Assets of Yingluck, former Thai ministers to be probed
The assets of former Thai prime minister Yingluck Shinawatra and four of her ministers allegedly involved in a controversial rice-pledging scheme would be probed, the country`s anti-graft body announced on Thursday.
Bangkok: The assets of former Thai prime minister Yingluck Shinawatra and four of her ministers allegedly involved in a controversial rice-pledging scheme would be probed, the country`s anti-graft body announced on Thursday.
The National Anti-Corruption Commission would set up a sub-committee to investigate the assets of 46-year-old Yingluck, former commerce ministers Niwattumrong Boonsongpaisan and Boonsong Teriyapirom, and former deputy commerce ministers Yanyong Phuangrach and Phum Sarapol.
A resolution approving the inquiry was passed at a meeting of the NACC, The Bangkok Post reported.
The probe panel will scrutinise the assets of the five politicians to find out if these leaders accumulated unusual wealth from the rice-pledging scheme and sales of rice stocks.
The panel would coordinate with another subcommittee already investigating corruption in connection with the rice scheme, NACC deputy secretary-general Voravit Sukboon said.
Riddled with waste and corruption, the failed rice scheme was a populist measure Yingluck introduced that had helped bring her to power in 2011.
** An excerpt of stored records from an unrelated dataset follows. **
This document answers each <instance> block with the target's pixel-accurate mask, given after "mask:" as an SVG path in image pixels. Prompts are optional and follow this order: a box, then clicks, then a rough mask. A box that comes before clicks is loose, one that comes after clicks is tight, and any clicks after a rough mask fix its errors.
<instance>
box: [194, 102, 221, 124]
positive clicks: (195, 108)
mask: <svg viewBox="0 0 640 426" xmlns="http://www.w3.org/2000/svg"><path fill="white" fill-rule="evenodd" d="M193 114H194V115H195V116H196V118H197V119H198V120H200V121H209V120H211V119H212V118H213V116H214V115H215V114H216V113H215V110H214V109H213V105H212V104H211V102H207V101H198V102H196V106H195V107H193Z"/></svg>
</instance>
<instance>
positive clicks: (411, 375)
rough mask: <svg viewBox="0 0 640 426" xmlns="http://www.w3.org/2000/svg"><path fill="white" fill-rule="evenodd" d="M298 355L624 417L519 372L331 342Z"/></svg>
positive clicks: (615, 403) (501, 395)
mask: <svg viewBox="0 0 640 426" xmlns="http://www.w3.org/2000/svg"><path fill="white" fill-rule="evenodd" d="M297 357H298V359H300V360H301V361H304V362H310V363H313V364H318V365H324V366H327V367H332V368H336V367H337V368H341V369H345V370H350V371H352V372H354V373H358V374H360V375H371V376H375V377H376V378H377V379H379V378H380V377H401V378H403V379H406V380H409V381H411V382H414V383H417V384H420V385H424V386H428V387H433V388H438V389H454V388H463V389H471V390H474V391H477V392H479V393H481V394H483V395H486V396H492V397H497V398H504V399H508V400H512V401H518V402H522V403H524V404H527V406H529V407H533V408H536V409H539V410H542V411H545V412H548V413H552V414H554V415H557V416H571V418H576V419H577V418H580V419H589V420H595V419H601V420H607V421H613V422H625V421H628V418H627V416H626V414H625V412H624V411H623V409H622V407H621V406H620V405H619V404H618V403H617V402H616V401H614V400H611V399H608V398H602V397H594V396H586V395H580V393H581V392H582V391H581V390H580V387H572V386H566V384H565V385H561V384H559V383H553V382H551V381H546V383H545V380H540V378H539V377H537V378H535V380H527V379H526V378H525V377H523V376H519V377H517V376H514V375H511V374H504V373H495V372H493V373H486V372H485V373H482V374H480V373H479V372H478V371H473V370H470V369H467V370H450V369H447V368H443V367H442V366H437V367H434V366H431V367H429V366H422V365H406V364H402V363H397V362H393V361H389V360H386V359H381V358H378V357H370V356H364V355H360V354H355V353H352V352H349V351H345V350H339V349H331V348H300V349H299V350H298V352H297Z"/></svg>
The scheme utilised state money to buy rice from farmers at 40 per cent above the market rate. It ran into financial trouble late last year resulting in delayed payments to farmers and was ended in February after causing billions of dollars in losses to the government.
NACC member Narong Ratha-amarit has been appointed to head the probe panel.
Yingluck, hailing from the billionaire Shinawatra clan, and the ministers have to declare their assets and liabilities to the NACC between June 5 and June 20 respectively.
The declared assets were expected to be revealed to the public early next month, Voravit said.
Yingluck, sister of Thaksin Shinawatra who was ousted as premier in a military coup in 2006, along with nine Cabinet members were removed in May on charges of nepotism, which many viewed as politically motivated.
She was legally deposed on May 7 for abuse of powers.
Later, the Thai army seized power in a bloodless coup and pledged political reforms and order after months of anti- government protests.
Thailand has faced power struggle since Thaksin was ousted by the military as prime minister in 2006.